Looking for our paper, our code, or the data we collected? Check out the researcher's page: View Researcher's Page
Today, many e-commerce websites personalize their content, including Netflix (movie recommendations), Amazon (product suggestions), and Yelp (business reviews). In many cases, personalization provides advantages for users: for example, when a user searches for an ambiguous query such as "router", Amazon may be able to suggest the woodworking tool instead of networking devices. However, personalization on e-commerce sites may also be used to the user's disadvantage by manipulating the products shown (price steering) or by customizing the prices of products (price discrimination). Unfortunately, today, we lack the tools and techniques necessary to be able to detect such behavior.
In this study, we examine the prevelence and impact of price discrimination and price steering on 16 major e-commerce sites. This includes 10 general retailers (Best Buy, Home Depot, Sears, Walmart, etc.) as well as 6 travel sites (Cheaptickets, Orbitz, Expedia, Hotels.com, Priceline, and Travelocity). We leverage the same basic measurement techniques pioneered in our study of personalization on Web search to examine how often these e-commerce sites personalize content for real users (experiment 1), as well as the specific user attributes that trigger personalization (experiment 2).
There are several key results from our study. First, based on our measurements from real people, we find that several e-commerce sites implement price discrimination and steering. Closer examination reveals that a small fraction of users receive personalized results across many sites, indicating that these users are being specifically targeted. Second, we identify specific personalization strategies being employed by seven websites:
Below, we discuss our experimental methodology and specific results in more detail.
The goal of our first experiment was to figure out how often real users receive personalized results (i.e. price steering or price discrimination) from e-commerce sites. We accomplished this by creating an experiment on Amazon Mechanical Turk (AMT). During the experiment, real people recruited from AMT would visit a webpage we built. The webpage would execute search queries selected by us on the 16 target e-commerce sites. All web traffic was forwarded from the users' browsers through a proxy server controlled by us. For each query request through our proxy we sent two more requests from "empty" accounts with no history or cookies that serve as experimental controls. Finally, the proxy would save all three sets of HTML results returned from the e-commerce sites.
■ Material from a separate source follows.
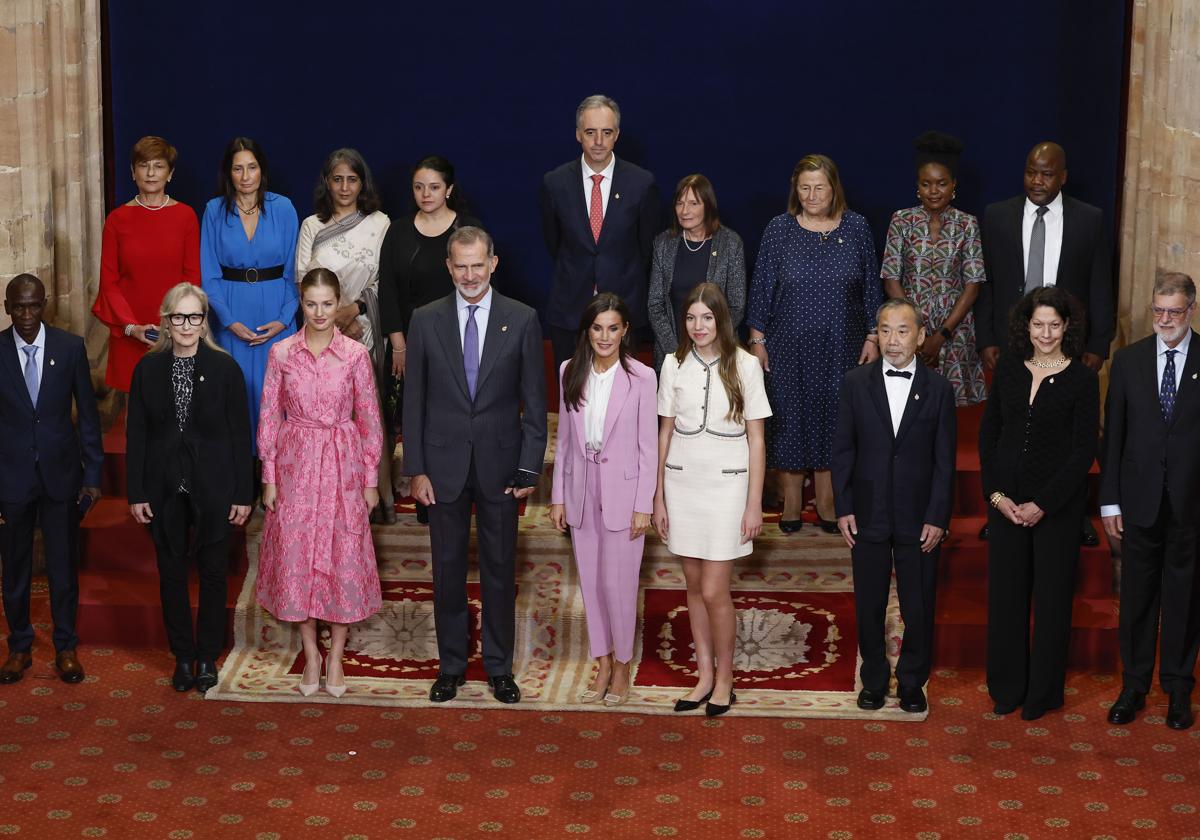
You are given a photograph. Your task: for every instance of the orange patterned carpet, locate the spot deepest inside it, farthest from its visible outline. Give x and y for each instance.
(124, 756)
The goal of our second experiment was to figure out what user attributes cause personalization. We achieved this by creating fake user accounts with features that were controlled by us. We measured the impact of specific features (cookies, operating system, browser, purchase history) by creating fake accounts that were all identical except for the one feature we were interested in testing. We used the PhantomJS web browser to automated searches from our fake accounts and save the results from e-commerce sites.
After analyzing the data we collected from real world users we noticed that most sites had some form of personalization. The graph below shows each site we experimented on and the percentage of products which had a price difference when comparing the two control accounts, and when comparing the controls to real users. The section on the left is for e-commerce sites, the middle are hotels, and the right are rental cars. In this case, the two control accounts are identical, so we expect them to receive the same prices; if they do not, it means there is noise in the underlying data (for example, maybe a hotel room was booked by someone else, so the price went up). What the graph shows is that the real users receive altered prices at much higher frequencies than the controls, which indicates price discrimination against the real users.
The pictures below is an example of price discrimination we observed in our experiments. The hotel shown on the left is the price that the real user recieved while the one on the right is what our control and comparison experiments recieved. Notice that the real user is is being shown a higher price in this case.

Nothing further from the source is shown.